Publication date: 1 April 2012
Category: Regional History
This charming and informal six-acre garden stands on one of the highest spots in Kent offering panoramic views over the Weald and towards the North Downs. Influenced by garden designers William Robinson and Gertrude Jekyll, the garden was laid out in the late nineteenth century and includes many exotic and rare trees and shrubs from across the world. Throughout the latter half of the nineteenth century Emmetts evolved from a farmstead to become a desirable Victorian residence, attracting a steady succession of owners. Frederick Lubbock’s purchase of the property in 1890 heralded a period of dramatic transformation and expansion of the modest Victorian villa garden.

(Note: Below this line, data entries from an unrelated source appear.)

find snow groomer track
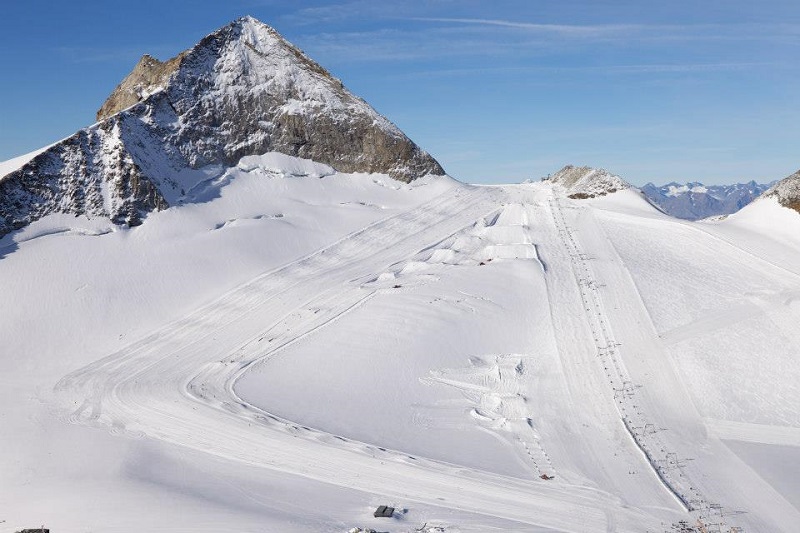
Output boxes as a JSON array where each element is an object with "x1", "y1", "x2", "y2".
[{"x1": 549, "y1": 196, "x2": 731, "y2": 530}]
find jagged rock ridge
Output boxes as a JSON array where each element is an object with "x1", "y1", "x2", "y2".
[
  {"x1": 0, "y1": 120, "x2": 168, "y2": 231},
  {"x1": 548, "y1": 165, "x2": 631, "y2": 199},
  {"x1": 0, "y1": 16, "x2": 444, "y2": 238},
  {"x1": 96, "y1": 52, "x2": 188, "y2": 122},
  {"x1": 640, "y1": 181, "x2": 773, "y2": 220},
  {"x1": 762, "y1": 169, "x2": 800, "y2": 213}
]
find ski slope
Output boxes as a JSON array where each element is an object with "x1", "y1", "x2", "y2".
[{"x1": 1, "y1": 157, "x2": 798, "y2": 532}]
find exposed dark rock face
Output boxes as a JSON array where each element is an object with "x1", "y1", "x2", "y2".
[
  {"x1": 640, "y1": 181, "x2": 772, "y2": 220},
  {"x1": 763, "y1": 170, "x2": 800, "y2": 214},
  {"x1": 0, "y1": 117, "x2": 168, "y2": 236},
  {"x1": 0, "y1": 16, "x2": 444, "y2": 238}
]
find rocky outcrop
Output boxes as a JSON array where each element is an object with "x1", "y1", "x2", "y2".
[
  {"x1": 96, "y1": 52, "x2": 188, "y2": 121},
  {"x1": 549, "y1": 165, "x2": 630, "y2": 199},
  {"x1": 0, "y1": 16, "x2": 444, "y2": 238},
  {"x1": 0, "y1": 117, "x2": 167, "y2": 236},
  {"x1": 763, "y1": 170, "x2": 800, "y2": 213}
]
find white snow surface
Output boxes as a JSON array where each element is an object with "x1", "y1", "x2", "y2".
[{"x1": 1, "y1": 156, "x2": 799, "y2": 532}]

He carefully laid out a series of planting areas to indulge his love of horticulture and provide a peaceful setting for his home and family. Closest to the house, he designed a charming suite of ornamental gardens filled with herbaceous plants, bulbs, roses and shrubs. To the south, perched above the wooded glades and dells of the greensand hills, he set aside an area to nurture his growing collection of exotic trees and shrubs. Many were sourced from intrepid expeditions to the Far East, using plant hunters such as Harry James Veitch and Ernest ‘China’ Wilson. On Frederick’s death in 1927 Charles Watson Boise, an American geologist, became the new owner of the house and gardens. Charles and his wife respected much of the work carried out by Lubbock but also forged their own unique impression upon the gardens in other ways. Charles Boise bequeathed Emmetts to the National Trust in 1964, thereby ensuring that the character of these treasured gardens could be conserved for future generations. The guidebook includes a bird’s-eye map of the garden, a pull-out ‘spotters guide’, a planting plan of the South Garden and a section about plant explorers.